Arm, which will be listed on the US stock exchange tomorrow, September 14, is a company that designs and manufactures microchips. Arm was founded in 1990 as a joint venture between Acorn Computers, Apple Computer, and VLSI Technology. Its headquarters are in Cambridge, UK. The company was listed on the London and US stock exchanges from the late 1990s until 2016, when SoftBank acquired it for $31 billion. In 2020, Nvidia and SoftBank agreed that Nvidia would acquire Arm for $40 billion. The deal fell through due to competition authorities.
In the IPO, the share price is set in the range of $47-51, and the market capitalization will be approximately $52 billion in the IPO before trading begins.
Arm designs microchips that are used in almost all mobile devices, extensively in IoT, and also in many other computers and servers. One key feature of these microchips is low power consumption. Arm thus holds a monopoly position in mobile devices. Competitors are mainly the “open” microchip solutions from other chip manufacturers, which have at least been explored as a counterforce to Arm.
I dare say that Arm’s microchips can be found in the solutions of all major technology companies.

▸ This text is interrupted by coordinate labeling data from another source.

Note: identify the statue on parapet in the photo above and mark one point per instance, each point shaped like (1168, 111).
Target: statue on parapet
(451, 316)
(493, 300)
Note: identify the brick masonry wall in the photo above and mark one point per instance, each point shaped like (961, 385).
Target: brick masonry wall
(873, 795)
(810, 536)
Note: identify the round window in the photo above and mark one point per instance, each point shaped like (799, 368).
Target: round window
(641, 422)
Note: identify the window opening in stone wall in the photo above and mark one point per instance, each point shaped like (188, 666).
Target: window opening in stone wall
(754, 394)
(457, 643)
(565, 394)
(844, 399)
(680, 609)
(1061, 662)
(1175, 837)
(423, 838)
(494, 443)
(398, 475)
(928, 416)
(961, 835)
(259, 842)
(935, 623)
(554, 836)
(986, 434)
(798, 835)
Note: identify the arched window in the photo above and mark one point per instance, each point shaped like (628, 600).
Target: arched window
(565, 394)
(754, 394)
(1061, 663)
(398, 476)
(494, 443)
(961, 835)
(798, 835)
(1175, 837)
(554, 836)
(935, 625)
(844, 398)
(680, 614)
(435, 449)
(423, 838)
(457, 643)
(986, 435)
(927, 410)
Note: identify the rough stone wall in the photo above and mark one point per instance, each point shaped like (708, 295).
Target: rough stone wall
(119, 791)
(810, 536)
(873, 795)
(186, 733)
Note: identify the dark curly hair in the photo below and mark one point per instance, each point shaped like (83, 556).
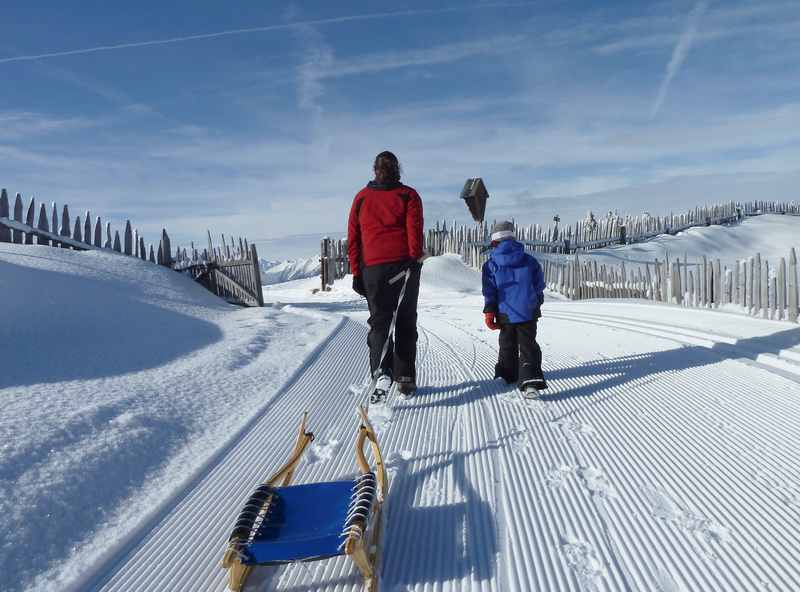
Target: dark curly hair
(387, 168)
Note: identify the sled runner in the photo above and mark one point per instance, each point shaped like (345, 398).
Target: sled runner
(282, 524)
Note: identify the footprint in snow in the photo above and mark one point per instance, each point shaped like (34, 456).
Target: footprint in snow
(584, 562)
(433, 492)
(381, 418)
(571, 428)
(557, 477)
(665, 582)
(597, 483)
(520, 439)
(322, 451)
(663, 507)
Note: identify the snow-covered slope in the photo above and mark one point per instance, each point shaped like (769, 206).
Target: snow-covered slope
(664, 456)
(770, 235)
(276, 272)
(119, 379)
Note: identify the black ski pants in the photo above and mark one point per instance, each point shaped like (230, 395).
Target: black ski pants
(401, 356)
(520, 356)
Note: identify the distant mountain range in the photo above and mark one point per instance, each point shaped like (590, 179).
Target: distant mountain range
(276, 272)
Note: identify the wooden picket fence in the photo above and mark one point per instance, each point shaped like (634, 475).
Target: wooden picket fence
(334, 263)
(230, 271)
(471, 241)
(752, 284)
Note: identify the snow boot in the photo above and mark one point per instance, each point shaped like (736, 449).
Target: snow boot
(382, 386)
(530, 388)
(406, 385)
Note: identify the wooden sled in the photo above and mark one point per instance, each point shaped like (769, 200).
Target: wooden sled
(282, 524)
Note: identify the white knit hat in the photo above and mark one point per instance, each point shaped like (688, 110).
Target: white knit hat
(502, 231)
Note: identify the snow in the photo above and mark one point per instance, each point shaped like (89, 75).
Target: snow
(276, 272)
(663, 457)
(120, 380)
(770, 235)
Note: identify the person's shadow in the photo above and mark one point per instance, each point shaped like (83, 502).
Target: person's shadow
(463, 539)
(617, 373)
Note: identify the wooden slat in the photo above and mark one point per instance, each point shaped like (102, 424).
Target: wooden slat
(5, 232)
(792, 287)
(18, 235)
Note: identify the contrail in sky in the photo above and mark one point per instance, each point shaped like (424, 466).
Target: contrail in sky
(679, 53)
(231, 32)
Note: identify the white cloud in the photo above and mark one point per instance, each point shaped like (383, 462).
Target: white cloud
(679, 53)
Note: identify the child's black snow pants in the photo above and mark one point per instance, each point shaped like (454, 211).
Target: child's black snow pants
(382, 300)
(520, 358)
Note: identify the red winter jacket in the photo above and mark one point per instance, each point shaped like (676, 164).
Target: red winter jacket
(385, 225)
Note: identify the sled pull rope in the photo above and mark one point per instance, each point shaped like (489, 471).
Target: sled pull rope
(405, 274)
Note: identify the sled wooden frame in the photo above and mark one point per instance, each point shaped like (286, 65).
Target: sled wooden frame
(362, 546)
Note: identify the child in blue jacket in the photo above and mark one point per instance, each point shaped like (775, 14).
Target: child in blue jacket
(513, 292)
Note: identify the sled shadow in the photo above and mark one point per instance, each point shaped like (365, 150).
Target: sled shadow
(457, 394)
(463, 539)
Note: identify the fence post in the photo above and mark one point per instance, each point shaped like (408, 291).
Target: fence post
(765, 288)
(43, 225)
(5, 233)
(792, 287)
(323, 263)
(757, 286)
(781, 296)
(257, 274)
(18, 218)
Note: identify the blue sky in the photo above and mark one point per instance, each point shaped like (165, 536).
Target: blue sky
(262, 118)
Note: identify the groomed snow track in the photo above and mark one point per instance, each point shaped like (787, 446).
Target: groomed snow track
(659, 460)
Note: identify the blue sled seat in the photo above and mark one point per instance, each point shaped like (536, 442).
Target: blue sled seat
(283, 524)
(304, 522)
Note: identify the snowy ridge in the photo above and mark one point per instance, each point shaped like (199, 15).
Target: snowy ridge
(276, 272)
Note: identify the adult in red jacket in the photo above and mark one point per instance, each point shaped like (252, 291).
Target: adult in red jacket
(384, 237)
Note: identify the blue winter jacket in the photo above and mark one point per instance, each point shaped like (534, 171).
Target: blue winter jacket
(513, 283)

Investors in Arm should be aware of its China dependency. Arm China holds a stake in the company. Because of this, there is a risk of patents and IPR leaking outside the company in a way that is not controllable by Western legislation. Furthermore, almost 25% of the company’s market comes from China, and the company’s financial data shows that China is overrepresented in the share of unpaid invoices. The country risk is therefore obvious. But the other side of the coin is that Apple, Nvidia, Samsung, etc., need Arm’s solutions, at least for now. Arm is currently in a monopoly position.
A valuation of $52 billion before trading opens is significant for a company generating less than $3 billion in revenue. But Arm is only now entering cloud service solutions. That’s where the new big growth lies. And on the other hand, the growth of mobile and IoT services is unlikely to decline. A monopoly in mobile solutions is not a bad position. The market is happy to push the price of such a debt-free company, at the core of everything, and even in a monopoly position, sky-high. However, this ‘castle in the sky’ is pierced by Chinese ownership, which, if it wishes, can undermine the company’s business conditions in a way we are not yet accustomed to in the West.